Book Sample
Apocalypse: A personal apocalypse is a dramatic way of saying that a person’s life is headed the wrong direction. It’s next-level trouble, beyond the ordinary tribulations. The dream author observes how we use figures of speech and says “hello, metaphor!” when the situation is right, like when something is beyond control or comprehension, or your world is falling apart. It delivers a dream about an apocalypse because the metaphor sums up the situational and personal dynamics.
The most common overreaction to an apocalyptic dream is to assume it’s going to come true. Countless false prophecies and predictions are uttered by well-meaning people who completely misunderstand their dreams, which are full of apocalyptic imagery because their minds are full of it. They dwell on fear, negativity, and worst-case scenarios. Even for people who are not so inclined, an apocalypse nightmare can send their thoughts in the wrong direction towards assuming it’s a warning about the future. The world is going to end or something like that. But the simple fact that millions of people have apocalyptic dreams, and the world is still here points toward interpreting them as figurative, not literal.
Apocalypse is another word for a huge change, and apocalypse dreams are known to accompany situations in life such as entering puberty, leaving home, joining the workforce, retirement, relationship decline and breakups, and even marriage. The dream author finds just the right way of mirroring a person’s perceptions and feelings, and if, for example, getting married or retiring is “the end of life as you know it,” an apocalypse may capture the idea better than other symbols or themes. In that way it’s the perfect metaphor.
By understanding how dreams create symbolism, it’s easier to make the correlation between an apocalypse dream and what it dramatizes. Reflect on what’s happening in your life and ask if the metaphorical idea of apocalypse fits. You may find the source in the events, situations, and conditions of your outer life, but the dream author observes your inner life, too, and tells stories about it by using the same language of symbolism, and it may be trickier to discover the parallels between the dream content and what’s happening inside you. Many dreams forecast the future and predict where things are heading, and you aren’t as likely to see the connection until afterward.
It may be obvious why you dream about an apocalypse when you are ill, in distress, or psychologically imbalanced, but not when you are entering puberty or feeling depressed. The dreaming mind, though, knows that we equate apocalypses with situations that have unknown causes — they happen, and we don’t know why, which is what a teenager can think when their body changes, or anyone can think when they are depressed and don’t know the cause. Apocalypse characterizes how they feel, and dreams respond more so to feelings than to rationality.

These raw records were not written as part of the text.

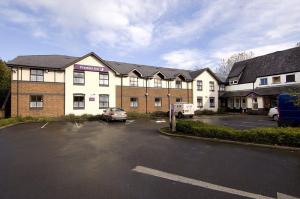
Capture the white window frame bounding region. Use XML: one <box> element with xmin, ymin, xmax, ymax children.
<box><xmin>154</xmin><ymin>78</ymin><xmax>162</xmax><ymax>88</ymax></box>
<box><xmin>99</xmin><ymin>94</ymin><xmax>109</xmax><ymax>109</ymax></box>
<box><xmin>129</xmin><ymin>76</ymin><xmax>139</xmax><ymax>87</ymax></box>
<box><xmin>154</xmin><ymin>97</ymin><xmax>162</xmax><ymax>107</ymax></box>
<box><xmin>30</xmin><ymin>69</ymin><xmax>44</xmax><ymax>82</ymax></box>
<box><xmin>29</xmin><ymin>95</ymin><xmax>44</xmax><ymax>109</ymax></box>
<box><xmin>130</xmin><ymin>97</ymin><xmax>139</xmax><ymax>108</ymax></box>
<box><xmin>197</xmin><ymin>80</ymin><xmax>203</xmax><ymax>91</ymax></box>
<box><xmin>73</xmin><ymin>94</ymin><xmax>85</xmax><ymax>109</ymax></box>
<box><xmin>197</xmin><ymin>97</ymin><xmax>203</xmax><ymax>108</ymax></box>
<box><xmin>99</xmin><ymin>73</ymin><xmax>109</xmax><ymax>86</ymax></box>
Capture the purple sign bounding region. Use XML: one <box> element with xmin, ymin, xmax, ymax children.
<box><xmin>74</xmin><ymin>64</ymin><xmax>108</xmax><ymax>72</ymax></box>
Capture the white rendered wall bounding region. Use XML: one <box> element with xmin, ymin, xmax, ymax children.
<box><xmin>65</xmin><ymin>56</ymin><xmax>121</xmax><ymax>115</ymax></box>
<box><xmin>12</xmin><ymin>67</ymin><xmax>64</xmax><ymax>83</ymax></box>
<box><xmin>193</xmin><ymin>71</ymin><xmax>219</xmax><ymax>111</ymax></box>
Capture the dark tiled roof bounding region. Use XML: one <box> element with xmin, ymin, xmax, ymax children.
<box><xmin>220</xmin><ymin>84</ymin><xmax>300</xmax><ymax>97</ymax></box>
<box><xmin>228</xmin><ymin>47</ymin><xmax>300</xmax><ymax>84</ymax></box>
<box><xmin>220</xmin><ymin>90</ymin><xmax>253</xmax><ymax>97</ymax></box>
<box><xmin>254</xmin><ymin>84</ymin><xmax>300</xmax><ymax>95</ymax></box>
<box><xmin>105</xmin><ymin>61</ymin><xmax>192</xmax><ymax>80</ymax></box>
<box><xmin>7</xmin><ymin>52</ymin><xmax>220</xmax><ymax>81</ymax></box>
<box><xmin>7</xmin><ymin>55</ymin><xmax>78</xmax><ymax>69</ymax></box>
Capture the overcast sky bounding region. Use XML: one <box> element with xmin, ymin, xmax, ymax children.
<box><xmin>0</xmin><ymin>0</ymin><xmax>300</xmax><ymax>69</ymax></box>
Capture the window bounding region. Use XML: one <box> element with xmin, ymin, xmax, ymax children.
<box><xmin>154</xmin><ymin>97</ymin><xmax>161</xmax><ymax>107</ymax></box>
<box><xmin>99</xmin><ymin>73</ymin><xmax>109</xmax><ymax>86</ymax></box>
<box><xmin>235</xmin><ymin>98</ymin><xmax>240</xmax><ymax>108</ymax></box>
<box><xmin>154</xmin><ymin>79</ymin><xmax>161</xmax><ymax>87</ymax></box>
<box><xmin>130</xmin><ymin>97</ymin><xmax>138</xmax><ymax>108</ymax></box>
<box><xmin>197</xmin><ymin>80</ymin><xmax>203</xmax><ymax>91</ymax></box>
<box><xmin>209</xmin><ymin>97</ymin><xmax>215</xmax><ymax>108</ymax></box>
<box><xmin>73</xmin><ymin>94</ymin><xmax>85</xmax><ymax>109</ymax></box>
<box><xmin>175</xmin><ymin>80</ymin><xmax>182</xmax><ymax>88</ymax></box>
<box><xmin>99</xmin><ymin>95</ymin><xmax>109</xmax><ymax>108</ymax></box>
<box><xmin>260</xmin><ymin>78</ymin><xmax>268</xmax><ymax>85</ymax></box>
<box><xmin>30</xmin><ymin>69</ymin><xmax>44</xmax><ymax>82</ymax></box>
<box><xmin>286</xmin><ymin>74</ymin><xmax>295</xmax><ymax>82</ymax></box>
<box><xmin>29</xmin><ymin>95</ymin><xmax>43</xmax><ymax>108</ymax></box>
<box><xmin>197</xmin><ymin>97</ymin><xmax>203</xmax><ymax>108</ymax></box>
<box><xmin>230</xmin><ymin>80</ymin><xmax>238</xmax><ymax>85</ymax></box>
<box><xmin>209</xmin><ymin>81</ymin><xmax>215</xmax><ymax>91</ymax></box>
<box><xmin>220</xmin><ymin>84</ymin><xmax>225</xmax><ymax>91</ymax></box>
<box><xmin>176</xmin><ymin>97</ymin><xmax>182</xmax><ymax>102</ymax></box>
<box><xmin>73</xmin><ymin>71</ymin><xmax>84</xmax><ymax>85</ymax></box>
<box><xmin>129</xmin><ymin>77</ymin><xmax>138</xmax><ymax>86</ymax></box>
<box><xmin>252</xmin><ymin>97</ymin><xmax>258</xmax><ymax>110</ymax></box>
<box><xmin>272</xmin><ymin>76</ymin><xmax>280</xmax><ymax>84</ymax></box>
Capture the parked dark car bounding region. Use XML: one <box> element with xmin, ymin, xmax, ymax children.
<box><xmin>278</xmin><ymin>93</ymin><xmax>300</xmax><ymax>126</ymax></box>
<box><xmin>102</xmin><ymin>108</ymin><xmax>127</xmax><ymax>122</ymax></box>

“I have no reason to feel depressed,” the man said. “Life is fine — no setbacks. I’m in great health. In fact, I just got promoted at work to a coveted position.” But then he dreams about an apocalypse and sees his name written on a tombstone, and he wakes up feeling like his world is not just ending, but over. It puzzles him because there’s no rational reason that explains what the dream imagery implies. He’s in his prime and doesn’t fear death and has nothing but appreciation for his success and everything that led to it. He doesn’t feel depressed; why dream about feeling not just depressed, but as low as a person can go?
It’s because tacitly he realizes this really is the end. He can rise higher in his career, but it won’t have the same thrill. He can live a charmed life but it’s only a continuation of what he knows all too well and there’s no more challenge in it. He will meet expectations, great. He’s 27 years old and his life is over.

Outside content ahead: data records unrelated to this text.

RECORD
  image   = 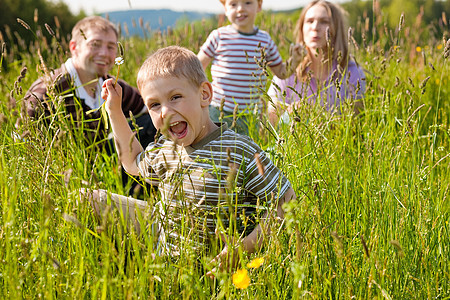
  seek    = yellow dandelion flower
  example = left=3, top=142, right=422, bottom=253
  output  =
left=233, top=269, right=250, bottom=290
left=247, top=257, right=264, bottom=269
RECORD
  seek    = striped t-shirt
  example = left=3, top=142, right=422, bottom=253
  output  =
left=137, top=124, right=290, bottom=253
left=201, top=25, right=282, bottom=112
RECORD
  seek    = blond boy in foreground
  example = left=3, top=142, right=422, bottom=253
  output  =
left=93, top=46, right=295, bottom=275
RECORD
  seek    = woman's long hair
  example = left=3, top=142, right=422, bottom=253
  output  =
left=294, top=0, right=348, bottom=81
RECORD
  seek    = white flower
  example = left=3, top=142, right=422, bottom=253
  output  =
left=116, top=56, right=124, bottom=66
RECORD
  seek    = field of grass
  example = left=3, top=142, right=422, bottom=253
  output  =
left=0, top=5, right=450, bottom=299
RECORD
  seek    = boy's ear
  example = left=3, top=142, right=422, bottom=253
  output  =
left=200, top=81, right=213, bottom=107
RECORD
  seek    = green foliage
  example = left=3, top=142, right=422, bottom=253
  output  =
left=0, top=2, right=450, bottom=299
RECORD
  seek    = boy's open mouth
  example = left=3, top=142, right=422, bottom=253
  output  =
left=169, top=121, right=187, bottom=139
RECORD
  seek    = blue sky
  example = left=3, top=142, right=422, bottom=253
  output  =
left=62, top=0, right=316, bottom=15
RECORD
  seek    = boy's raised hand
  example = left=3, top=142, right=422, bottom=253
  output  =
left=102, top=79, right=122, bottom=113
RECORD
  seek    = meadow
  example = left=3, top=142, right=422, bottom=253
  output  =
left=0, top=5, right=450, bottom=299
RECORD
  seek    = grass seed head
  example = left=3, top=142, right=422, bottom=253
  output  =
left=17, top=18, right=31, bottom=30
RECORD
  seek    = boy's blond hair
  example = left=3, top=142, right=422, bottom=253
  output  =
left=72, top=16, right=119, bottom=42
left=137, top=46, right=208, bottom=91
left=219, top=0, right=262, bottom=5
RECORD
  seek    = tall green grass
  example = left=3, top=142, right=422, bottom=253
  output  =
left=0, top=5, right=450, bottom=299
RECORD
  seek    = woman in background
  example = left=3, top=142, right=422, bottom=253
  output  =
left=268, top=0, right=365, bottom=124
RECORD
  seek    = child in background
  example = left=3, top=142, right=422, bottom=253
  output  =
left=89, top=46, right=295, bottom=274
left=198, top=0, right=302, bottom=134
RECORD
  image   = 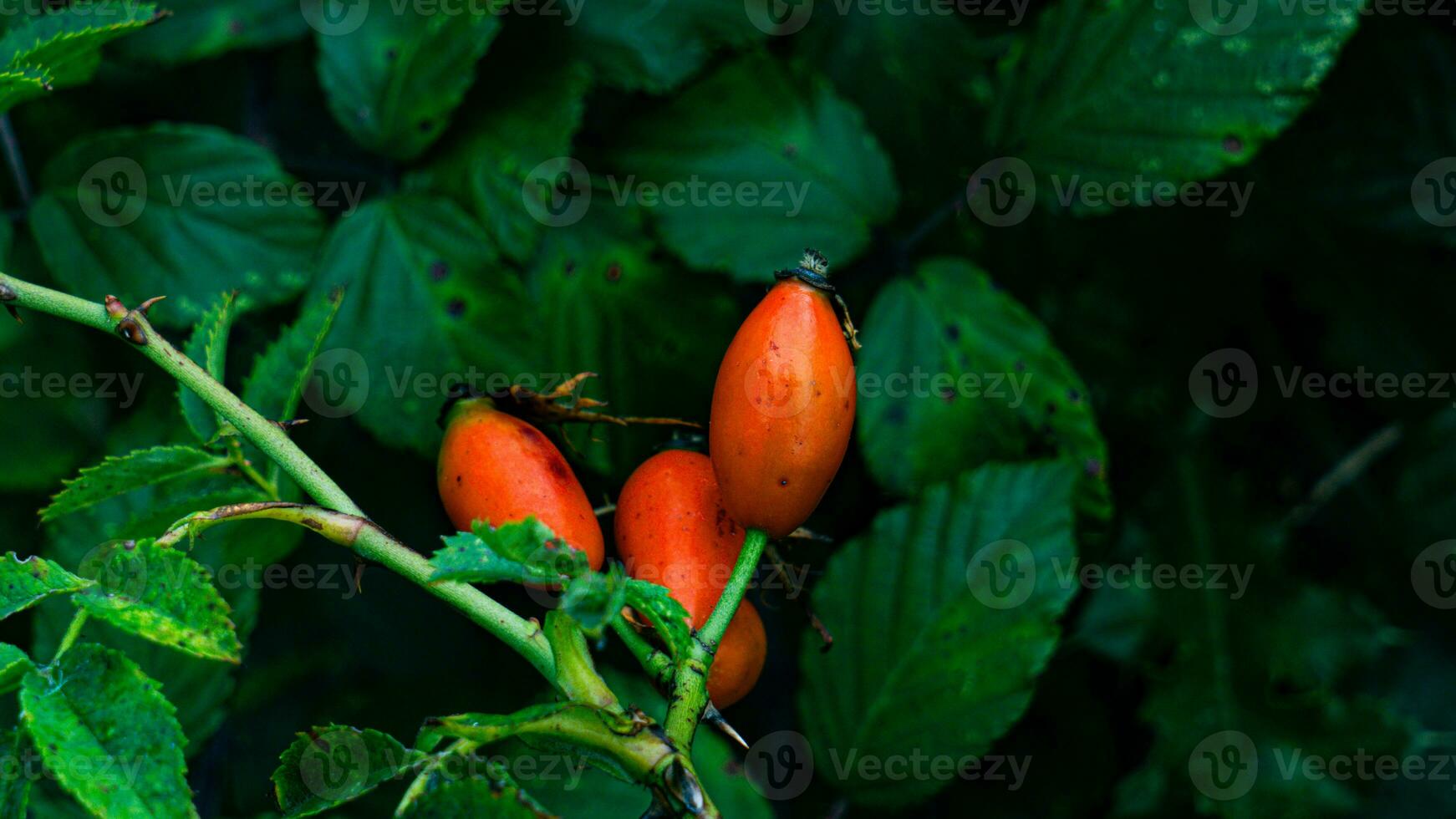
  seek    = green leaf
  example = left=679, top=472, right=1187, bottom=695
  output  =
left=858, top=259, right=1111, bottom=518
left=561, top=563, right=628, bottom=637
left=116, top=0, right=308, bottom=65
left=0, top=552, right=90, bottom=618
left=565, top=0, right=763, bottom=93
left=318, top=6, right=500, bottom=160
left=41, top=446, right=228, bottom=524
left=626, top=579, right=693, bottom=658
left=0, top=0, right=157, bottom=101
left=31, top=124, right=323, bottom=326
left=798, top=463, right=1076, bottom=806
left=242, top=292, right=344, bottom=430
left=527, top=201, right=741, bottom=480
left=594, top=55, right=899, bottom=282
left=178, top=292, right=234, bottom=444
left=430, top=518, right=590, bottom=585
left=0, top=643, right=35, bottom=695
left=20, top=643, right=196, bottom=819
left=987, top=0, right=1360, bottom=208
left=0, top=729, right=30, bottom=819
left=272, top=725, right=424, bottom=816
left=71, top=540, right=243, bottom=664
left=304, top=194, right=536, bottom=458
left=406, top=53, right=591, bottom=262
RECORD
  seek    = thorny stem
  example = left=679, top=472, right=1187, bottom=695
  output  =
left=667, top=530, right=769, bottom=748
left=157, top=503, right=556, bottom=681
left=0, top=273, right=555, bottom=681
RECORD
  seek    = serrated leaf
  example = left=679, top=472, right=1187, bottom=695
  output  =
left=987, top=0, right=1360, bottom=210
left=0, top=0, right=157, bottom=100
left=304, top=194, right=536, bottom=457
left=318, top=6, right=501, bottom=160
left=178, top=292, right=234, bottom=444
left=272, top=725, right=424, bottom=816
left=798, top=463, right=1076, bottom=806
left=115, top=0, right=308, bottom=65
left=20, top=643, right=196, bottom=819
left=430, top=518, right=590, bottom=585
left=406, top=53, right=591, bottom=262
left=626, top=579, right=693, bottom=658
left=31, top=124, right=323, bottom=326
left=561, top=563, right=628, bottom=637
left=0, top=643, right=35, bottom=692
left=41, top=446, right=228, bottom=524
left=858, top=259, right=1111, bottom=518
left=565, top=0, right=763, bottom=93
left=605, top=55, right=899, bottom=282
left=0, top=552, right=90, bottom=618
left=73, top=540, right=243, bottom=664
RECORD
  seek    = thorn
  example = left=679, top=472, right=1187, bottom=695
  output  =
left=703, top=703, right=748, bottom=750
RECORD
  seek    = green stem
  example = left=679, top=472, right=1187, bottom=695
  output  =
left=667, top=530, right=769, bottom=749
left=0, top=273, right=555, bottom=679
left=157, top=503, right=556, bottom=681
left=51, top=608, right=88, bottom=664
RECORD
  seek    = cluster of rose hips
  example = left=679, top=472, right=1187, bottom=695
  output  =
left=438, top=252, right=855, bottom=707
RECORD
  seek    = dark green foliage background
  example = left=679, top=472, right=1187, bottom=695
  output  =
left=0, top=0, right=1456, bottom=817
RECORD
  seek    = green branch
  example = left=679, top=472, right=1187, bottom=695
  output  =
left=667, top=530, right=769, bottom=748
left=0, top=273, right=555, bottom=681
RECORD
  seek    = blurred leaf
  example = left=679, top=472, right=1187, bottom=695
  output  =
left=272, top=725, right=422, bottom=816
left=594, top=55, right=899, bottom=282
left=306, top=194, right=534, bottom=457
left=406, top=53, right=591, bottom=262
left=20, top=643, right=196, bottom=817
left=0, top=0, right=157, bottom=109
left=318, top=4, right=500, bottom=160
left=561, top=562, right=628, bottom=638
left=858, top=259, right=1111, bottom=518
left=0, top=552, right=90, bottom=618
left=527, top=201, right=738, bottom=479
left=31, top=124, right=323, bottom=326
left=430, top=518, right=591, bottom=585
left=626, top=579, right=693, bottom=658
left=798, top=463, right=1076, bottom=806
left=0, top=643, right=35, bottom=692
left=116, top=0, right=308, bottom=65
left=563, top=0, right=763, bottom=93
left=41, top=446, right=228, bottom=522
left=0, top=727, right=29, bottom=819
left=71, top=538, right=243, bottom=664
left=178, top=292, right=240, bottom=444
left=987, top=0, right=1360, bottom=210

The social point of view says that he should feel on top of the world. He’s been trying hard to convince himself it’s true. It’s not though, and his dream captures the idea with the imagery of the grave. His rise in life has locked him onto a path that can only offer contentment until his inevitable death. He won’t consider a change of career — why would he when he’s doing the high-technology job he set out to gain and beat the intense competition to get there? The grave symbolizes the idea that the life he’s made for himself is also a trap he can’t escape even if he wanted to.
An apocalypse is the biggest sort of shakeup, and that’s why the above dream uses it as a theme. The dream doesn’t speak to what is happening or has happened, it speaks to what’s needed. The dream really shook up the man. He needed it to see how he feels beneath his rationalizations.
The experience of the dream is where the answer is found. It’s a self-created experience, and we work backward by asking why he created it (subconsciously) for himself. The lack of apparent connection between himself and the symbolism of apocalypse requires him to dig deeper and ask existential questions. And when the answers start flowing, it makes sense why the dream chose an apocalypse as the story’s theme and the grave as its main symbol. Now, with the lesson in mind, he has a new way of framing the most important issue in his life, that accounts for the other half of the equation he isn’t honoring: his true feelings.
Dreams amplify our little voices, and the man’s dream is a prime example. Apocalypse, like most nightmares, is the volume cranked to 11. It’s a desperate attempt to get the attention of the ego. It’s the message that’s screamed instead of spoken. There’s only one level above apocalypse and that’s Armageddon, the worst it gets, like war is to nuclear war. A dream has reasons for presenting an apocalypse that’s felt as if the world is ending, and tracing those reasons is how you think like the dream author and work backwards to the meaning. You’re looking for something happening in you and your life that’s especially urgent.